Schlafbezogene Atmungsstörungen werden durch steigende Prävalenz sowie verbesserte Diagnostik und Therapiemöglichkeiten immer bedeutender. Neben der klassischen obstruktiven Schlafapnoe gehören auch Störungen des zentralen Atemantriebs und Hypoventilationssyndrome bei akutem oder chronisch respiratorischem Versagen zum breiten Ursachenspektrum der ursächlichen Pathologien. Letztere können durch eine beeinträchtigte Atempumpe aber auch durch pulmonale Veränderungen ausgelöst werden. Weil nächtliche Atmungsstörungen so heterogen sind, braucht es eine sorgfältige Abklärung und viel Erfahrung.

Diagnostisch steht als maximale Schlafuntersuchungsvariante die Polysomnographie im Schlaflabor des SWEZ mit routinemässiger Kapnographie zur Verfügung. In der pneumologischen Poliklinik werden portable Kleinsysteme mit Mehrkanalanalyse, d.h. respiratorische Polygraphien und Handgelenksgeräte wie das WatchPat angeboten.

Es werden auch Screeningsysteme und Oximetrien zur Überwachung von etablierten Beatmungs- oder Sauerstofftherapien eingesetzt. Ergänzend zur Untersuchung des Nachtschlafs bietet die Pneumologie innerhalb des SWEZ das gesamte Spektrum funktioneller Abklärungen mit Lungenfunktionsprüfung, Messung der Atempumpe inklusive Peak Cough Flow, Blutgasanalysen und Überprüfung der kardiopulmonalen Leistungsfähigkeit. Bei Bedarf werden auch Schlafendoskopien unter Disoprivansedation zur Beurteilung der oberen Atemwege im Bronchoskopiezentrum durchgeführt.

Im Rahmen der klinischen Forschung werden der Einfluss der schlafbezogenen Atmungsstörungen auf den Organismus und neue Therapiekonzepte untersucht.
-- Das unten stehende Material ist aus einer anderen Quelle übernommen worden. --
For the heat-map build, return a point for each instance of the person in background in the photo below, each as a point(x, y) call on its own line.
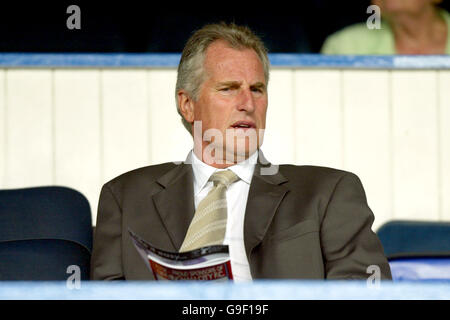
point(407, 27)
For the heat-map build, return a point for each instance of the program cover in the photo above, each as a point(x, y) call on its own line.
point(207, 263)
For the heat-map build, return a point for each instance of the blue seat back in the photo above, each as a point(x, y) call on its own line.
point(417, 250)
point(44, 231)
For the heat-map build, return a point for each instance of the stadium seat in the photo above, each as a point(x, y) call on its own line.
point(417, 250)
point(45, 234)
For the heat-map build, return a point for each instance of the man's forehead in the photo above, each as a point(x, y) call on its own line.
point(221, 58)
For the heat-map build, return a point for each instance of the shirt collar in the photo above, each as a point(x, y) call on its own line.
point(202, 171)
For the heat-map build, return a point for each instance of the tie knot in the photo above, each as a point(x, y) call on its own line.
point(225, 178)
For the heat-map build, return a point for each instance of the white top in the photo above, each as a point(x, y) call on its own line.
point(237, 194)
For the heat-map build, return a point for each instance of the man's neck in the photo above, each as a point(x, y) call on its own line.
point(225, 161)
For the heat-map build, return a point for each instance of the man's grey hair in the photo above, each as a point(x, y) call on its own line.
point(191, 74)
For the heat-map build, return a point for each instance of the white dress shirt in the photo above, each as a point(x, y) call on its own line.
point(236, 194)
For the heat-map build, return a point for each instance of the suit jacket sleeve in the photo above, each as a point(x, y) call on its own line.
point(348, 243)
point(106, 261)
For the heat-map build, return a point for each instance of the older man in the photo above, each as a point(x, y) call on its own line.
point(297, 222)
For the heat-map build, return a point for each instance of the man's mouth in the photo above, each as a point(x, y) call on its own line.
point(243, 125)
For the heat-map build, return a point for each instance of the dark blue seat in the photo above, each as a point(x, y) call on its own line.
point(44, 231)
point(417, 250)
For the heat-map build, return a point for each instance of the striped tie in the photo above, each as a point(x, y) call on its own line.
point(210, 220)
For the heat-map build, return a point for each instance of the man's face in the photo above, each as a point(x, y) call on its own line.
point(234, 95)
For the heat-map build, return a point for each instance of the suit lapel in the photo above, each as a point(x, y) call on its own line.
point(265, 195)
point(175, 203)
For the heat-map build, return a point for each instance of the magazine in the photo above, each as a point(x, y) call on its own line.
point(206, 263)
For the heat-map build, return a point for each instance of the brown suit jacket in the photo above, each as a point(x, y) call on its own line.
point(303, 222)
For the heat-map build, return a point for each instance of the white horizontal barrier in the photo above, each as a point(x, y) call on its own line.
point(258, 290)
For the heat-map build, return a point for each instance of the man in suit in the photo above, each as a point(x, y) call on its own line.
point(292, 222)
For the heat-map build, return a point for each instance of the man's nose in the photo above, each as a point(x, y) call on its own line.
point(246, 101)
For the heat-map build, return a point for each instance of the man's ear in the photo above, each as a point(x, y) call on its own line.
point(186, 104)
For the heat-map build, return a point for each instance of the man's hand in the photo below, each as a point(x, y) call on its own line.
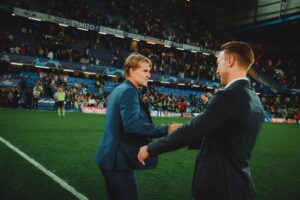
point(172, 127)
point(143, 155)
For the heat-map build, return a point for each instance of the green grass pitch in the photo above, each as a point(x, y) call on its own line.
point(67, 146)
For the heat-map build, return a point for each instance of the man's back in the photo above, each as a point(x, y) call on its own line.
point(222, 164)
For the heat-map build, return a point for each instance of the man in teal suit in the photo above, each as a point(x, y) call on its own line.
point(227, 128)
point(128, 126)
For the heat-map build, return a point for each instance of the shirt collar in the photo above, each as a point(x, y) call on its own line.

Durch eine umfassende Abklärung kann unser erfahrenes Team den Patientinnen und Patienten abhängig von der zu Grunde liegenden Pathologie die individuell bestmögliche Behandlung bieten.

Nicht-invasive Ventilation (NIV): Mit individueller Therapie und Betreuung zum Erfolg

Als effektivste Therapie der schlafbezogenen Atmungsstörung gehört die nicht-invasive Ventilation (NIV)  in allen Variationen zu den Kernkompetenzen der pneumologischen Klinik. Sie ermöglicht die Behandlung der oberen Atemwegsobstruktion sowie eine Entlastung der Atempumpe und Verbesserung des Gasaustauschs.
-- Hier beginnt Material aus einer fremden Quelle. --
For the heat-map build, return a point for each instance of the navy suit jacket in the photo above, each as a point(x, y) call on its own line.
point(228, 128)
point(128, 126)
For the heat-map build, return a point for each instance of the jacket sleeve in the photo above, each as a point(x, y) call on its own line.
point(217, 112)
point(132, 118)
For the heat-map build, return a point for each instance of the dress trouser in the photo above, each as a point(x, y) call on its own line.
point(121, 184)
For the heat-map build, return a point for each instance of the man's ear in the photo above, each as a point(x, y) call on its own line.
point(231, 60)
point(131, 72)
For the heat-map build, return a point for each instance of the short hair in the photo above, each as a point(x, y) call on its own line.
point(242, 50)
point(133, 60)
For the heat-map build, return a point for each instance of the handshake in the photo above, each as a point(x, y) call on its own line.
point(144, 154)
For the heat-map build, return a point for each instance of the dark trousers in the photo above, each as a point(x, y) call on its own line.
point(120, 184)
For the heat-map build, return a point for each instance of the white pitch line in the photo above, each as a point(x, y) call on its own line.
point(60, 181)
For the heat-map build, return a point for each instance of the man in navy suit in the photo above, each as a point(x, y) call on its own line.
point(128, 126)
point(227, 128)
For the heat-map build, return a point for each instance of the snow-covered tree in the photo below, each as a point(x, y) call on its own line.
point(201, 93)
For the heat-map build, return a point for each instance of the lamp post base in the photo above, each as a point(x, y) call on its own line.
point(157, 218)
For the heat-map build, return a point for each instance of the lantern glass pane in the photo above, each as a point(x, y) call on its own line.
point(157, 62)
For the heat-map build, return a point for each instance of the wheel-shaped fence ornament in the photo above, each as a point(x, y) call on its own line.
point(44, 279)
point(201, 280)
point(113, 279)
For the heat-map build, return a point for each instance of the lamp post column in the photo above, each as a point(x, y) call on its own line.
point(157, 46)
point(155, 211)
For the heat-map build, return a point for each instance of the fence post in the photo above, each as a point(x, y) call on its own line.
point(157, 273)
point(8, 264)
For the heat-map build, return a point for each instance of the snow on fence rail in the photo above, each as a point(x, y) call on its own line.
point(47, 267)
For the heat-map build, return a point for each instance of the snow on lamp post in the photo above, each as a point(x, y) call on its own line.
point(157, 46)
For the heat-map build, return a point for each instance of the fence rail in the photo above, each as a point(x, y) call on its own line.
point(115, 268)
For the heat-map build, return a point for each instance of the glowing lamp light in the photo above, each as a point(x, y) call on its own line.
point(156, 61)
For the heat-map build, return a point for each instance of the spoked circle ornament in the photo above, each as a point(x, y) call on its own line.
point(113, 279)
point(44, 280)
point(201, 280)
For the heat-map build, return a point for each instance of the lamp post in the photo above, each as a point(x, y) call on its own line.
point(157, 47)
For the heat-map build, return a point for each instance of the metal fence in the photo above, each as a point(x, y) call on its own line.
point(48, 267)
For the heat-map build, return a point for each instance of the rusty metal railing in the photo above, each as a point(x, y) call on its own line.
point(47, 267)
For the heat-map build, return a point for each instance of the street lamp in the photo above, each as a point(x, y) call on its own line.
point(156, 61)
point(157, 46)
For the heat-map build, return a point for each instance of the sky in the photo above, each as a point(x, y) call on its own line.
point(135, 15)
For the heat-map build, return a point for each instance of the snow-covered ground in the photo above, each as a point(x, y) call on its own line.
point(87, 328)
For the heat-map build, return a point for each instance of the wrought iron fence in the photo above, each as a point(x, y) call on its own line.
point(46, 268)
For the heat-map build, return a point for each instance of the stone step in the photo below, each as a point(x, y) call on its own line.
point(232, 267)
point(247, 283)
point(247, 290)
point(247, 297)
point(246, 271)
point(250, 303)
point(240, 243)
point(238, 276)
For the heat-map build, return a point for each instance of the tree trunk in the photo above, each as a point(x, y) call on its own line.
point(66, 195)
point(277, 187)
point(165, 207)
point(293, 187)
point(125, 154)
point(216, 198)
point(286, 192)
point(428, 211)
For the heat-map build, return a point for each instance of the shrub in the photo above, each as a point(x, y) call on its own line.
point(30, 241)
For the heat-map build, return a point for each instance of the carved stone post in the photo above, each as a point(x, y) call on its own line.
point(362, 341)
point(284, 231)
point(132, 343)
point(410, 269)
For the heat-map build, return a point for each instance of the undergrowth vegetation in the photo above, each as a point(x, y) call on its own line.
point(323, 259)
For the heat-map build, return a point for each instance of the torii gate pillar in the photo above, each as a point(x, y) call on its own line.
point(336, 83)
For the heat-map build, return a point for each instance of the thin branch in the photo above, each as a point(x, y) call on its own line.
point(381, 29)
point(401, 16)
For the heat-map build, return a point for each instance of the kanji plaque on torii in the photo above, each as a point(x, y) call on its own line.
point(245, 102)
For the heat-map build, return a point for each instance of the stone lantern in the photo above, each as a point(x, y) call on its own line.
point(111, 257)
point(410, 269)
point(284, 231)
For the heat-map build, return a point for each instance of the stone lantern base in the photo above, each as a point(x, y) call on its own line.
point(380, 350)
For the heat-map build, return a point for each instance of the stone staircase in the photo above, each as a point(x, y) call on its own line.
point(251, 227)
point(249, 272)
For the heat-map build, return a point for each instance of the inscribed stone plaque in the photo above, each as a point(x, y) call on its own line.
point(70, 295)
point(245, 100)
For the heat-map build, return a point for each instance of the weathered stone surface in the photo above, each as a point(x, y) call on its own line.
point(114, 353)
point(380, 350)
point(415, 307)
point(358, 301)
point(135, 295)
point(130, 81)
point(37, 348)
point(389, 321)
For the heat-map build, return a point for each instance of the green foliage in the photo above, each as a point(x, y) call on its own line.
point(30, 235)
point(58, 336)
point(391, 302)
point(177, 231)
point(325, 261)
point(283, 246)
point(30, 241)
Entscheidend für den Therapieerfolg sind neben einer individuellen Geräte- und Zubehörwahl eine optimale Einstellung der NIV, professionelle Schulung der Patientinnen und Patienten und eine schnelle und unkomplizierte Nachbetreuung. Dies wird durch eine breite Auswahl an Masken, modernen Therapiegeräten und Hilfsmitteln sowie durch ein kompetentes Team mit langjähriger Erfahrung und guter Vernetzung mit Geräteprovidern und der Lungenliga ermöglicht.
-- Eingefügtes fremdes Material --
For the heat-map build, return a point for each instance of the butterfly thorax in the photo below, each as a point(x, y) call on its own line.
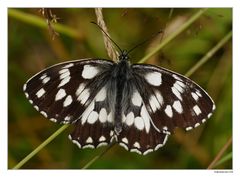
point(123, 56)
point(122, 74)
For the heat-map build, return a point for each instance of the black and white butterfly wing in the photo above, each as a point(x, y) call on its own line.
point(171, 99)
point(64, 91)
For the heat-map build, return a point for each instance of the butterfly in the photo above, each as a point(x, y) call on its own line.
point(136, 105)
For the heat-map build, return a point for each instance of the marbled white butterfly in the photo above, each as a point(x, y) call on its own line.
point(136, 105)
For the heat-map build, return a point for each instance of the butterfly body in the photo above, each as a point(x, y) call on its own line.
point(137, 105)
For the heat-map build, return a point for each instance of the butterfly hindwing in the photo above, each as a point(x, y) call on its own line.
point(62, 92)
point(171, 99)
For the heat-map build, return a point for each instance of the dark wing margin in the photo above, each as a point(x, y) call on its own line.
point(62, 92)
point(172, 100)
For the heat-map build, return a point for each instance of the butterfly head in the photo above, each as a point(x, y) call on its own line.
point(124, 56)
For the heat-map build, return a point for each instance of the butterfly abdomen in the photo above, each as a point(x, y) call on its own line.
point(121, 75)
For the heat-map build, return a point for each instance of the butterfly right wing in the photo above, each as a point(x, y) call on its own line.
point(63, 92)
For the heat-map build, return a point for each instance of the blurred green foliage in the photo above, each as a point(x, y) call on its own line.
point(31, 48)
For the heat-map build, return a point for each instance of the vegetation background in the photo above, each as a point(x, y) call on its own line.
point(31, 48)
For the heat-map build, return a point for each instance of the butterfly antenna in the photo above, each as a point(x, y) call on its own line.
point(108, 36)
point(148, 39)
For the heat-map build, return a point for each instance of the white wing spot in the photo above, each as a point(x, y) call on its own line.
point(177, 106)
point(103, 115)
point(146, 118)
point(24, 87)
point(88, 146)
point(154, 78)
point(138, 122)
point(101, 96)
point(87, 112)
point(198, 93)
point(130, 119)
point(102, 144)
point(36, 107)
point(45, 80)
point(80, 89)
point(89, 140)
point(176, 93)
point(61, 93)
point(77, 143)
point(197, 110)
point(135, 150)
point(159, 97)
point(209, 115)
point(148, 151)
point(43, 76)
point(67, 101)
point(123, 145)
point(102, 138)
point(154, 103)
point(68, 65)
point(196, 125)
point(179, 86)
point(83, 97)
point(53, 120)
point(89, 72)
point(136, 99)
point(136, 145)
point(188, 128)
point(67, 118)
point(92, 118)
point(214, 107)
point(40, 93)
point(176, 77)
point(26, 94)
point(44, 113)
point(64, 73)
point(64, 81)
point(195, 96)
point(168, 111)
point(110, 117)
point(125, 140)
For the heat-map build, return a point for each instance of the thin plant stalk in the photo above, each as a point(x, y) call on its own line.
point(41, 146)
point(210, 53)
point(173, 35)
point(41, 22)
point(220, 153)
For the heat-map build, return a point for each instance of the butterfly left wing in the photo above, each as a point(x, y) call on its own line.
point(171, 99)
point(62, 92)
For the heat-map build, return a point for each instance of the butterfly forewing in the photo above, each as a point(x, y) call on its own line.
point(62, 92)
point(171, 99)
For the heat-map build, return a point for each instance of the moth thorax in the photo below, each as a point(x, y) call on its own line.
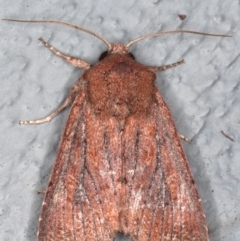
point(118, 48)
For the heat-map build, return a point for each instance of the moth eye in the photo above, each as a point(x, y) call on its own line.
point(103, 55)
point(131, 55)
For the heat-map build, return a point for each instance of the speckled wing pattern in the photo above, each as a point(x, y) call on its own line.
point(108, 179)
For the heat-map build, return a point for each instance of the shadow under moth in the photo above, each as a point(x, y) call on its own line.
point(120, 165)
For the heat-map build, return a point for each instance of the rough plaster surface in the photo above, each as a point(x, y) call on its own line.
point(203, 95)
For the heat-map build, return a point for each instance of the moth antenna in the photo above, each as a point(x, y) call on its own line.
point(63, 23)
point(151, 35)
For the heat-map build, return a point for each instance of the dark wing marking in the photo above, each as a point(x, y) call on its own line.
point(135, 181)
point(161, 201)
point(80, 202)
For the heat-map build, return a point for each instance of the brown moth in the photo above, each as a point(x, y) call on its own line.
point(120, 165)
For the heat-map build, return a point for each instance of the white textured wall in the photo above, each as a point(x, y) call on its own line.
point(203, 95)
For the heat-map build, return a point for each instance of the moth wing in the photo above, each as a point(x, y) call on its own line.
point(162, 201)
point(80, 202)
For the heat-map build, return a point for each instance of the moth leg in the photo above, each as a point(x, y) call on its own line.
point(68, 101)
point(162, 68)
point(72, 60)
point(185, 138)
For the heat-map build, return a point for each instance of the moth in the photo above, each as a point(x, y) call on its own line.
point(120, 165)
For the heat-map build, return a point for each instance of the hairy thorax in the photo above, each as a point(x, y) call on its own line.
point(119, 86)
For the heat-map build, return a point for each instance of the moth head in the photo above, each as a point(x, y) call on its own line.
point(116, 48)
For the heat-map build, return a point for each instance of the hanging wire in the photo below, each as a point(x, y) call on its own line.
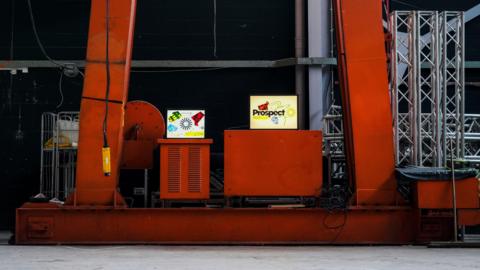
point(215, 28)
point(178, 70)
point(60, 80)
point(107, 69)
Das Angebot reicht von der einfachen Positivdruckbeatmung (CPAP und APAP) bei obstruktiver Schlafapnoe über adaptive Servoventilation bei zentralen Atmungsstörungen bis zur volumen- oder druckkontrollierten Ventilation bei neuromuskulären Erkrankungen oder respiratorischem Versagen anderer Ursache. Beatmet wird normalerweise über Nasen- oder Gesichtsmasken; eine invasive Ventilation via Tracheostoma ist auch möglich. Zusätzlich sind die pneumologische Bettenstation für komplexe Beatmungseinstellungen und als Novum auch eine mobile Weaningeinheit verfügbar. Die Patienten können mit zusätzlichem Sauerstoff, Akkus, Sprechventilen und Absauggeräten oder einer Mundstückventilation am Tag versorgt werden. Auch werden Alternativen zur NIV wie Prognationsschienen, operative Therapien und Schrittmacherimplantationen evaluiert. Um das Therapieangebot weiterzuentwickeln, sind besonders die Optimierungen von Maskensitz und -design Schwerpunkte der pneumologischen Schlafforschung.